Until it becomes obsolete, unsupportable, the crux of your operation, and/or the basis for all of your decisions 😬

(Yes, I read the article, it’s just the signs, but yes, the above still applies!)

[–] PhobosAnomaly@feddit.uk 12 points 2 years ago* (last edited 2 years ago) (1 children)

COBOL has entered the chat

e: good for legacy employment though. A relative of mine is a Z80 programmer by trade, and he can effectively walk into a job because the talent pool is so small now.

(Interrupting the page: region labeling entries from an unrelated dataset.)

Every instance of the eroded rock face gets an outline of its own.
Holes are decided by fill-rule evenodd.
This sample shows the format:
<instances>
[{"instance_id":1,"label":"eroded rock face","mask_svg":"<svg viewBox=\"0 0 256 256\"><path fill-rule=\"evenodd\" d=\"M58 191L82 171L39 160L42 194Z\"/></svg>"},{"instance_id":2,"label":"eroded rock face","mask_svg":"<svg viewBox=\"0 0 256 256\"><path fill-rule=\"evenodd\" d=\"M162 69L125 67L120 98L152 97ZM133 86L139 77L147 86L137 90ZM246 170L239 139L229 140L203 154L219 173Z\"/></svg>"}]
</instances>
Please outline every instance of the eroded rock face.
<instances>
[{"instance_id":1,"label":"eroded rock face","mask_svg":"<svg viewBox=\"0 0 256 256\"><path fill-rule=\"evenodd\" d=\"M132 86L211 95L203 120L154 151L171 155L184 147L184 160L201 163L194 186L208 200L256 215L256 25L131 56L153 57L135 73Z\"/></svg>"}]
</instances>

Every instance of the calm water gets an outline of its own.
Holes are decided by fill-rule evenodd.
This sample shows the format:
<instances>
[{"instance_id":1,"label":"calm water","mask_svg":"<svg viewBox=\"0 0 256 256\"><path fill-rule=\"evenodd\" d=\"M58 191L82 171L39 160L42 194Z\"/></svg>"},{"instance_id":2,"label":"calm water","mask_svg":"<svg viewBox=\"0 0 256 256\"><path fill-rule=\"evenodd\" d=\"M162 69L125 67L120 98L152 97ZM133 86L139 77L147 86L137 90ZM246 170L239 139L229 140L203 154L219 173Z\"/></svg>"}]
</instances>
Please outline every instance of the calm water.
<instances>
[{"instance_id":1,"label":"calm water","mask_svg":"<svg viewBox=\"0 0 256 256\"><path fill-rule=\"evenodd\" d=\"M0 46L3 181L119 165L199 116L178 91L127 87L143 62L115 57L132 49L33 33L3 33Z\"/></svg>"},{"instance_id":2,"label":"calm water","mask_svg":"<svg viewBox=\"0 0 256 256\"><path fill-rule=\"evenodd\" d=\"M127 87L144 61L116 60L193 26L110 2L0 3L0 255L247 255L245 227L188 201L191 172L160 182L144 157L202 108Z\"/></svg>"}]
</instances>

Granted - the wages are never great but never poor, and the role is maintenance and troubleshooting rather than being on the leading edge of development - but it's a job for life.

[–] Vector@lemmy.world 5 points 2 years ago
[–] SharkAttak@kbin.social 5 points 2 years ago (1 children)

Not to mention when you want to change the entire system it becomes a huge operation and problem.

[–] BearOfaTime@lemm.ee 1 points 2 years ago

Massive risk to that change too.

So many people don't understand how risk informs everything a business does.

What cost is there to a given system being down for one hour? A day? Any regulations around it?

Often it's better to pay a known quantity up front than risk potential outages where you can't predict all the downstream affects.

[–] Turun@feddit.de -1 points 2 years ago

I'd consider those various states of not working. So... Don't fix it if it's not broken!